Refrigerated loadings drop 0.5% in June
July 25, 2012
After struggling during the second half of 2011 and into the early portion of 2012, Refrigerated loadings saw a resurgence in April but have since dropped. Refrigerated volumes fell 0.5% in June to 4.207 million. Volumes in the second quarter were revised significantly higher, with all of the gain occurring in April. Once again, this helped to improve the year-over-year comparison and it actually showed a positive reading for 2 months before dropping again in June, falling 0.8%. Year ago comparisons will get significantly easier starting next month.
Freight volumes were flat in 2009 after growing 4.3% in 2008 – one of the only sectors to show growth in 2008. Loadings were also flat for full year 2010, up just 0.1%. Refrigerated freight fell during every quarter of 2009 and then rose during every quarter of 2010 – leading to two consecutive years of no growth despite substantial quarterly movements. Growth was also low in 2011, up just 1.6%. This is very typical of this market segment. 2011 actually saw volumes decline quarter-over-quarter for the whole year.
There was a small uptick in volumes during Q1, up just 0.2%. It was the first quarter-over-quarter gain since 2010. That was followed by a strong increase of 1.9% in Q2 – the largest increase since a 3.1% quarter-over-quarter gain in Q4 of 2010. Prior to April and May, Refrigerated loadings had remained solidly negative since last October on a year-over-year basis.
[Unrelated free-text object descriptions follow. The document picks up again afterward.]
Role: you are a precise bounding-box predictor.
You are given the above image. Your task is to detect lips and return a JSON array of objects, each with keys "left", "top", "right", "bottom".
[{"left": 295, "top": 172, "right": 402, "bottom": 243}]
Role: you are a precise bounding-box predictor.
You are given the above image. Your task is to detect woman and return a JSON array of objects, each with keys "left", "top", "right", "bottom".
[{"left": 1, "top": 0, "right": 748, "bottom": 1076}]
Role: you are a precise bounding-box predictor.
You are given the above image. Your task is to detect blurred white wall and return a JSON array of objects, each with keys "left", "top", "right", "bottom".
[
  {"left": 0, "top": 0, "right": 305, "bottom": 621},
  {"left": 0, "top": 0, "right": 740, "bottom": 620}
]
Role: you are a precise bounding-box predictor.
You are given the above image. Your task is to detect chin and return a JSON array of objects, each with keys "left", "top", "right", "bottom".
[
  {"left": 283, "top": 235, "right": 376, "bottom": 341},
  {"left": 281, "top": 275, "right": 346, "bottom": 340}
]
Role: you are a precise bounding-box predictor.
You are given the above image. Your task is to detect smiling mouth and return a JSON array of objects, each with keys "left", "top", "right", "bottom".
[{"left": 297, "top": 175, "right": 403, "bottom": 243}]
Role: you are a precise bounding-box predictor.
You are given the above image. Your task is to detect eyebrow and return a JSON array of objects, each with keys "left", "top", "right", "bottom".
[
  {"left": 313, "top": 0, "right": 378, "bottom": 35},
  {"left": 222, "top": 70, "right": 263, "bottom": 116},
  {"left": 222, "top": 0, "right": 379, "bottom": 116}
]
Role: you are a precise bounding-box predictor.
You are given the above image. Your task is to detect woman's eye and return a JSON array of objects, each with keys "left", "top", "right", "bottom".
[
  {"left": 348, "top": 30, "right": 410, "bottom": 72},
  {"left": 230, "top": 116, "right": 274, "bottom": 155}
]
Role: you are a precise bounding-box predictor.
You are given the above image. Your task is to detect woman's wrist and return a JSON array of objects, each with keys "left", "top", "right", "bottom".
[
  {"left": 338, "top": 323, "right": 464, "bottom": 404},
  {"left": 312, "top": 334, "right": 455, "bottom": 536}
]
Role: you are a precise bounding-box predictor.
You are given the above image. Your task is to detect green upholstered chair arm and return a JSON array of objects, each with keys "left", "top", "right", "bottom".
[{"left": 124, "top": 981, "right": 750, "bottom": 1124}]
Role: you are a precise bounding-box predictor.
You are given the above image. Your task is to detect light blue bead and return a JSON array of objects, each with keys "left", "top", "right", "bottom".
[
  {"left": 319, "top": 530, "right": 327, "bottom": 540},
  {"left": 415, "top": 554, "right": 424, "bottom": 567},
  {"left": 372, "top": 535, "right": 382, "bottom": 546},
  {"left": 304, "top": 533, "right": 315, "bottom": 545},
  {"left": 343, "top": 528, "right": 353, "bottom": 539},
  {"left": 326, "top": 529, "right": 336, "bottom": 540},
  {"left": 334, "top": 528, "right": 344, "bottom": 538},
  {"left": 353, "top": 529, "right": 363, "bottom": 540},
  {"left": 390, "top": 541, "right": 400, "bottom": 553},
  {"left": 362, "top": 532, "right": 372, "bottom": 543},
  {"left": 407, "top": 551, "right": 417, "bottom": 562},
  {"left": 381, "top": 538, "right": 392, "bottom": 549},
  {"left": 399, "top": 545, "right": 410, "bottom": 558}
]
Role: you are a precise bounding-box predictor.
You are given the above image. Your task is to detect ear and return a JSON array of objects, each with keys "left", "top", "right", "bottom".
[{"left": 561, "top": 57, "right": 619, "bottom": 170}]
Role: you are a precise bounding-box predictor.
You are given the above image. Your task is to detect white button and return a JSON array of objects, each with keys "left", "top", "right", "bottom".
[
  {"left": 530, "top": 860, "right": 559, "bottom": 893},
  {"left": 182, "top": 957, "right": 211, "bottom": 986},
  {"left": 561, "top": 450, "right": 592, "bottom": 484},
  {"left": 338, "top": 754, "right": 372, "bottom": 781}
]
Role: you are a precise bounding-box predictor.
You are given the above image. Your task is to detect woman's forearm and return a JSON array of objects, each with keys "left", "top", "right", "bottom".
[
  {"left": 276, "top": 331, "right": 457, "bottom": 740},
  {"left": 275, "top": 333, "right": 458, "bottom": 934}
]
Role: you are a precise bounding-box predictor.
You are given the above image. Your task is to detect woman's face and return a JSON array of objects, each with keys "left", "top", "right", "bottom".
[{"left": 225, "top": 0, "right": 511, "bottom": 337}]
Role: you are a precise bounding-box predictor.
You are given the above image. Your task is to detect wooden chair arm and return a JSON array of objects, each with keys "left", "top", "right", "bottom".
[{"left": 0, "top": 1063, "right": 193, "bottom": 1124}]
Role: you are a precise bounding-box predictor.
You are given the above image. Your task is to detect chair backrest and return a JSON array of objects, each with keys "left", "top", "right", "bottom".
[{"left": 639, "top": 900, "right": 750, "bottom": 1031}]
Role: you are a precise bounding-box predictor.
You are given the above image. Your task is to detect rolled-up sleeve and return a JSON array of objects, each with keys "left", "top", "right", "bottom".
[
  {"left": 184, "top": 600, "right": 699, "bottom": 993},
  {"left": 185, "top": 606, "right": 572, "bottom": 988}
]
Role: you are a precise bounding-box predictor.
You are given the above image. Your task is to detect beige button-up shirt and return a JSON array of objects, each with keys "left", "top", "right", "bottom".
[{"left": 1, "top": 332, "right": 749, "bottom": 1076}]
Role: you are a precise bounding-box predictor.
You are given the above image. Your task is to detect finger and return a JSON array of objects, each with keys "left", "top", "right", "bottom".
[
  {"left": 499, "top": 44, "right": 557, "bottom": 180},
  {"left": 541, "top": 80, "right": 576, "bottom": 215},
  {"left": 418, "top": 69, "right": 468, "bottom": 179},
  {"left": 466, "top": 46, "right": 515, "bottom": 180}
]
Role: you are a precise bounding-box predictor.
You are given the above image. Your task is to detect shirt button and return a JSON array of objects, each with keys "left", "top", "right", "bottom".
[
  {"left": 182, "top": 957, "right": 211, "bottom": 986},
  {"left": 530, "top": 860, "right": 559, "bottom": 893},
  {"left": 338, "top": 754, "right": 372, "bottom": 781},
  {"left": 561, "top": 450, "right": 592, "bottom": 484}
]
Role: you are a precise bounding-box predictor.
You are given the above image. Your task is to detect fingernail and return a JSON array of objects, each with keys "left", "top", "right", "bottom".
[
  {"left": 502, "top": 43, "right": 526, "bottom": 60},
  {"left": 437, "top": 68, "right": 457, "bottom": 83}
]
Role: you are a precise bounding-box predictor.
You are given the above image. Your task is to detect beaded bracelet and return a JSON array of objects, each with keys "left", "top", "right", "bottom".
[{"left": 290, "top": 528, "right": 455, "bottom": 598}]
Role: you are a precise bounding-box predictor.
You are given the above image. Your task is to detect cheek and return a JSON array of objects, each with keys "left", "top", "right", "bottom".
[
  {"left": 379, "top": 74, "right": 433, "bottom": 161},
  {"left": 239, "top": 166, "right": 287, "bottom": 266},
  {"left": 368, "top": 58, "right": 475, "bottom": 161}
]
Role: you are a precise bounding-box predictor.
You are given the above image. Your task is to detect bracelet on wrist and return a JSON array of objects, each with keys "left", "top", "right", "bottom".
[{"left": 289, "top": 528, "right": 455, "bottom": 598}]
The Q2 increase will help the refrigerated segment achieve its historical average of 1% growth in 2012, rather than the flat market we had forecast last month. Still, this market is well below the industry average and will stay that way during this recovery. Positive year-over-year comparisons should return in July as we overlap a period of weakness that started last July and lasted until April’s surge. 2012 is now expected to grow 0.7%, followed by growth of 2.3% in both 2013 and 2014.
The April surge helped pull year-over-year comparisons positive for 2 months. An uncharacteristically strong surge in food production (as indicated by the Federal Reserves’ Industrial Production data) led to the upward revision for Q2.
Despite the uptick refrigerated volumes continue to cycle less than the total market. This performance is completely normal. We expect it to continue. This is a more non-cyclical market segment and generally stays within a narrow band of +/- 5%. People always have to eat. We are now at the negative portion of the refrigerated cycle where its very low cyclical pattern keeps growth below industry averages. The same modest numbers look very good during a downturn when the other segments fall sharply.
A slew of new Federal food regulations expected sometime in 2012 could increase the requirements for temperature-controlled trucking.
U.S. Truck Loadings is the estimated number of truck loads originated in the United States plus truck loads that come to U.S. destinations from Mexico and Canada. It is tons divided by the average tons per truck. FTR’s data is seasonally adjusted and measures both short and long-haul OTR segments.